Leur dommage est la continuité régressive du dommage précédent, et c’est pour ça qu’eux doivent parler des crimes du passé aussi bien que des crimes de la transition et de clarifier devant le public leurs activités de soutien. Au nom des crimes, des preuves et des archives communistes, ils ont contribué à la dévaluation de la preuve par sa capacité de restaurer la Justice. Ils veulent seulement la conversion de leur douleur en capital économique, moral, médiatique et politique, pour ouvrir le chemin de leur carrière et la fracture ultérieure des injustices dans la fable dichotomique, nous et eux, jadis sous le nom de lutte de classes. Leur intérêt et leur avantage personnel correspond et est dirigé par un nouveau régime d’inégalités et d’injustices, autrement l’Albanie aurait déjà un Etat de droit, demandé et assuré par sa société.
L’expression justifiante "Je veux mais je ne peux pas" est un mensonge à plusieurs nuances qui va contre le libre arbitre. Il faudrait dire "Peu importe" si c’est possible ou pas, moi Je veux, car l’homme est responsable seulement pour ce qui dépend de lui. L’histoire du film La liste de Schindler bien connu par le public albanais, montre la métamorphose du confort à faire richesse sur l’esclavagisme racial, au passage de sauver les esclaves, quand ce que Tu Veux correspond avec ce qu’il Faut, peu importe s’il s’agit de risquer une vie pour le donner à des centaines d’autres.
De tels exemples ne manquent pas pendant l’histoire mondiale et albanaise. Des individus et des familles ont risqué leurs vies, des gens qui se sont battus pour libérer leur pays. Ce qui s’est passé après, c’est toujours eux les responsables pour succomber sous le joug de la dictature, comme nous sommes tous pendant ces trois décades. Les partisans ne sont pas responsables parce qu’ils ont lutté conte le nazi-fascisme en ouvrant le chemin au communisme, mais parce quils ne se sont pas opposés au fait que leur chef devenait le César dictateur à vie pour tenir la société dans un état de guerre sous la peur des proscriptions. Toute autre discours honteux sur la guerre de libération est moralement exaspérant et logiquement faux parce que les gens sont responsables pour leur temps et l’avenir, et à travers eux le passé peut se résoudre.

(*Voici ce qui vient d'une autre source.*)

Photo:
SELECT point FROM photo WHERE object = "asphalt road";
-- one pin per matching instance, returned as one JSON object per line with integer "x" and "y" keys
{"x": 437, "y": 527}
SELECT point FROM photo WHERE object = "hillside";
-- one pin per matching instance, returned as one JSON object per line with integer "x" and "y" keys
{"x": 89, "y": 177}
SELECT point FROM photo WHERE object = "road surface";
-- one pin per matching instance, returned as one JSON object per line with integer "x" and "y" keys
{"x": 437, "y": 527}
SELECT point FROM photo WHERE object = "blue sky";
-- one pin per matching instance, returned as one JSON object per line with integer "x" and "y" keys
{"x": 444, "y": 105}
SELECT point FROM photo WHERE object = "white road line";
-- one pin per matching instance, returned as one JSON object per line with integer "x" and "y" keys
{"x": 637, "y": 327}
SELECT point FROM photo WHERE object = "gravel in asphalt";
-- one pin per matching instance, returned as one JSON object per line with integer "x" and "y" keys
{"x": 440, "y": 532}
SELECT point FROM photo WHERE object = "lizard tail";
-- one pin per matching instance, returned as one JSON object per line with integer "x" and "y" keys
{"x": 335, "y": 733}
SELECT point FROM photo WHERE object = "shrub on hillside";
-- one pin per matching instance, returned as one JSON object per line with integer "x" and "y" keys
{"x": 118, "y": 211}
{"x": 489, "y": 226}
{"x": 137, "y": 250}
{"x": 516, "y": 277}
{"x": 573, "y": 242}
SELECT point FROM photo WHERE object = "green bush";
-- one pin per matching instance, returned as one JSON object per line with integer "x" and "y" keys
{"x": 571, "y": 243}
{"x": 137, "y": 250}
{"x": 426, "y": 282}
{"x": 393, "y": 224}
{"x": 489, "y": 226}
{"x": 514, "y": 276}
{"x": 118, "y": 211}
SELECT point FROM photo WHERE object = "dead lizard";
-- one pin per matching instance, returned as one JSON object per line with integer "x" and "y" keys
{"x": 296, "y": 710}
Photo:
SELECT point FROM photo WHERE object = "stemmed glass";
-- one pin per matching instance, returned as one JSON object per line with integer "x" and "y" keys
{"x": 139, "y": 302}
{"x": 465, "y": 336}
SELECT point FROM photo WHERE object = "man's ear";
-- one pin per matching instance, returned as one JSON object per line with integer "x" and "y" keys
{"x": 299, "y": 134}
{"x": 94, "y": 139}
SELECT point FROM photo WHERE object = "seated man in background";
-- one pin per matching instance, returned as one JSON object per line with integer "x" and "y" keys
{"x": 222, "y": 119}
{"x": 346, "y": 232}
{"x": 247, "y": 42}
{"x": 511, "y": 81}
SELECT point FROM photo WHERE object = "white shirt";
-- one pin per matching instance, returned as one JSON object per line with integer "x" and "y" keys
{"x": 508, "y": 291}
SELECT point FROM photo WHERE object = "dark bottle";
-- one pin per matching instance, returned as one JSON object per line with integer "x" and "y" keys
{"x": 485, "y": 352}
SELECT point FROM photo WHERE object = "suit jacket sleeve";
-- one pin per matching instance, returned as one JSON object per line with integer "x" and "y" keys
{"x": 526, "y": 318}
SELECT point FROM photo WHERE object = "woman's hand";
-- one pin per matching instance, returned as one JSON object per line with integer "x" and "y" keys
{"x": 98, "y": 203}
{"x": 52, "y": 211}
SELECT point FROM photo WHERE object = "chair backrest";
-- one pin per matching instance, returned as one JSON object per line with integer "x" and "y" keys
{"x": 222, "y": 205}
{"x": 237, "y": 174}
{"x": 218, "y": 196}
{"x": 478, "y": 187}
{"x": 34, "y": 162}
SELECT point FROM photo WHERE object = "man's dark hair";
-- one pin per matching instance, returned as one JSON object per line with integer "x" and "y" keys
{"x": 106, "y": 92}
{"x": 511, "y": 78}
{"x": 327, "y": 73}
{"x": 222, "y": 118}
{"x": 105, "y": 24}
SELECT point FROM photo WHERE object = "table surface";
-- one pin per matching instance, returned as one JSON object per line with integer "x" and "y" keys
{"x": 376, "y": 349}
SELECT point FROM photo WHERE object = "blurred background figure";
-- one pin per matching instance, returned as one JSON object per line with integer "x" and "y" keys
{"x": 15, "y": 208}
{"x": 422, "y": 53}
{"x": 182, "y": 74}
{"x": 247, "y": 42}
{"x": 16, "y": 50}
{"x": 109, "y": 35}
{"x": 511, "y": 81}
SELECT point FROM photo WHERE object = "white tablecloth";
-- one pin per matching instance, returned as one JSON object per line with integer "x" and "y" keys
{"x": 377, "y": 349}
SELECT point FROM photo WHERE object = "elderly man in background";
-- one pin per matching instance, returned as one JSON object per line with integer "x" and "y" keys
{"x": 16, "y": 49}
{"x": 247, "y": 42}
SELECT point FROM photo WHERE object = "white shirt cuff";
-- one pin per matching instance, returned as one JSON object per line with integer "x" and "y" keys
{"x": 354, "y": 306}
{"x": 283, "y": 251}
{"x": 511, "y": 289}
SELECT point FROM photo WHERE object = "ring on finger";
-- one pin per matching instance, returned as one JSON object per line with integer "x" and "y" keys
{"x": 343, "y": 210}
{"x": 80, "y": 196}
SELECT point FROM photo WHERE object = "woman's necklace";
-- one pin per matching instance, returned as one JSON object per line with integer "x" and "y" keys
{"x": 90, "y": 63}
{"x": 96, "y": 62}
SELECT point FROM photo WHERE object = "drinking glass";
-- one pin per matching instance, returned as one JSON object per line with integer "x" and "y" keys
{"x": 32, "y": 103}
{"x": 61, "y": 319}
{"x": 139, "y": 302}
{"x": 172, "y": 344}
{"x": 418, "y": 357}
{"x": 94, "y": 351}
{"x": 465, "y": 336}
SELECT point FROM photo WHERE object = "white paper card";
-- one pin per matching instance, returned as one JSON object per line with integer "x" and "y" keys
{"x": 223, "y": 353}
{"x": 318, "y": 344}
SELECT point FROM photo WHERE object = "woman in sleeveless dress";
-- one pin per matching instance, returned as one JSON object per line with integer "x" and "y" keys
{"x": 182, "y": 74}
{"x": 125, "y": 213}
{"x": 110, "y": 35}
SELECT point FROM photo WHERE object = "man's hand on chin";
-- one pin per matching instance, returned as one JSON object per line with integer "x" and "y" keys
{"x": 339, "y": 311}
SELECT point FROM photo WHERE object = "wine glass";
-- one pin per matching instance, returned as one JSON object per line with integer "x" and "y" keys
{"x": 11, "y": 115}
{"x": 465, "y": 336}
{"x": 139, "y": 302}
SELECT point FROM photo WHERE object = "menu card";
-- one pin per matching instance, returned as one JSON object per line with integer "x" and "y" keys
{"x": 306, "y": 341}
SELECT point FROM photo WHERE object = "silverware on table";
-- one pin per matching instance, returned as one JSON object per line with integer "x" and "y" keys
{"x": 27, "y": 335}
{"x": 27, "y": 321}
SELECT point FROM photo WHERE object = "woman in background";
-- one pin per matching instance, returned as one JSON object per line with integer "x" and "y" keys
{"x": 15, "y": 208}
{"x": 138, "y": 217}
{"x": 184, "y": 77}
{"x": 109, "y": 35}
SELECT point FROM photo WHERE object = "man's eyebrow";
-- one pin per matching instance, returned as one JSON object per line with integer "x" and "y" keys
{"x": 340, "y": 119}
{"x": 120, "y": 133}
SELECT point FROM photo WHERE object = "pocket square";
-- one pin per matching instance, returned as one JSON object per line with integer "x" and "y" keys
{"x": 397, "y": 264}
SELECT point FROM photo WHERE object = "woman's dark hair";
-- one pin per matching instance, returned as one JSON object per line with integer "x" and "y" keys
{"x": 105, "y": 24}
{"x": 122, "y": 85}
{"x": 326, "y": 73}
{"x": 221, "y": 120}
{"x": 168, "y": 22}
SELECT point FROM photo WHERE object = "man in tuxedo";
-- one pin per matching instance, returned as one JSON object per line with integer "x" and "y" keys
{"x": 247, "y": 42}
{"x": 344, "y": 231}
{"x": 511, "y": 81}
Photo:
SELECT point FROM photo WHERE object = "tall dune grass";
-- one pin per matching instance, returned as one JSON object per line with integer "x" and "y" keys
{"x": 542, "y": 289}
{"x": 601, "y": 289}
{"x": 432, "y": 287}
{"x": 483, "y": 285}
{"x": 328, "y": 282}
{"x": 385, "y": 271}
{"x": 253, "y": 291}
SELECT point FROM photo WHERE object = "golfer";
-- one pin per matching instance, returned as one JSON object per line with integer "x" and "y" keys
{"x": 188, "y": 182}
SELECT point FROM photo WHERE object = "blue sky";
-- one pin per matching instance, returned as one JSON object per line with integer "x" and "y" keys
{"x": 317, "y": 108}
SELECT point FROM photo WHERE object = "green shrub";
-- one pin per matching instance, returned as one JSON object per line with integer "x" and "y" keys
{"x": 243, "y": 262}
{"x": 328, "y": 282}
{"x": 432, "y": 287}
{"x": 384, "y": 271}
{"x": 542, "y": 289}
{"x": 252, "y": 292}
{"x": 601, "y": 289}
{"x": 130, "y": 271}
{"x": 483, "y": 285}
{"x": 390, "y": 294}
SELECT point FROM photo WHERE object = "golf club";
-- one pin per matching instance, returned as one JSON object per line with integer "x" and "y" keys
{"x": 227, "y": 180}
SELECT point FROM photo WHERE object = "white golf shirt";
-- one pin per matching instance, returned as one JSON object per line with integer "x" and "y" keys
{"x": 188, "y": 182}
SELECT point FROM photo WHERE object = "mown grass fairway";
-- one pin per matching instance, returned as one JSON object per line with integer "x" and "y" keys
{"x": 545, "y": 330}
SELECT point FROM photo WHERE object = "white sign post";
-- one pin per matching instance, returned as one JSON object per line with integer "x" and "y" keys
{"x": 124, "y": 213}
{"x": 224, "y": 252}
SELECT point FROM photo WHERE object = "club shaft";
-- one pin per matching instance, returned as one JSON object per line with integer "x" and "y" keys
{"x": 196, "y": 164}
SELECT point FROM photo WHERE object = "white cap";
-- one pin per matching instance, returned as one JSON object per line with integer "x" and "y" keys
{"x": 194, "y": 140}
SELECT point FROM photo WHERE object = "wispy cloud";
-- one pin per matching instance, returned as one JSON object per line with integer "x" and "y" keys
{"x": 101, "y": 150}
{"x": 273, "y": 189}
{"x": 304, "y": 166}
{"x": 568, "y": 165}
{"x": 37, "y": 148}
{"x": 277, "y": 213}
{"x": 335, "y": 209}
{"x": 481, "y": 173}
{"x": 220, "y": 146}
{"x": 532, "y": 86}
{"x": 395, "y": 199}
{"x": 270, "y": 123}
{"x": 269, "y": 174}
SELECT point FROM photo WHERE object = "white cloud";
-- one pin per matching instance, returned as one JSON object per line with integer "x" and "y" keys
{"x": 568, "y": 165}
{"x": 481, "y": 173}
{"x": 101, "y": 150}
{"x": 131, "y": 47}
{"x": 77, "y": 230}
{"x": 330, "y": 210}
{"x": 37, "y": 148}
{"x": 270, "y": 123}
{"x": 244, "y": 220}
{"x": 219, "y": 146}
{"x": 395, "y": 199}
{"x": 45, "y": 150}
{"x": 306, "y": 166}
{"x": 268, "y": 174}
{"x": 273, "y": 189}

Il est facile de parler des morts, de les faire taxer de ta responsabilité aujourd’hui, ici et maintenant. Il est facile de parler par la chaise prestigieuse d’un poste dirigeant montrant le doigt vers les autres et après, quitter le pays sans un Mea Culpa personnel comme le cas récent d’un guignol démocratique. C’est de cette façon que se comportent les collaborationnistes et les lâches de toute sorte et de toute époque.
L’idée selon laquelle ont doit s’occuper du passé pour résoudre le présent n’est qu’une falsification des processus socio-historiques. Elle manipule l’attention loin du présent qui dure depuis trente ans. Et pour celui-ci les responsables ne sont pas uniquement les bourreaux du communisme mais surtout les grands moralistes de la démocratie, les victimes de jadis contribuant à la longévité de la transition et leurs vies se nourrissent sur ce cadavre.
C’est la moralité des autorités (j’adore ce nom !) anticommunistes qui doit rendre compte sur leur rôle de sabotage et de trahison pendant la transition. Une justice qui ne sert pas à tous sans aucune différence ethnique, sociale, politique et religieuse, c’est l’arme idéale pour accaparer la justice, la continuité de la soumission du peuple, toujours au nom d’une chose passée. Les preuves, les dossiers, les archives n’ont pas de valeur si leur ouverture ne s’accompagne pas concrètement dans l’amélioration de la justice pour qu’elle soit juste pour les victimes du communisme, de la transition « démocratique » et aussi bien pour le lendemain.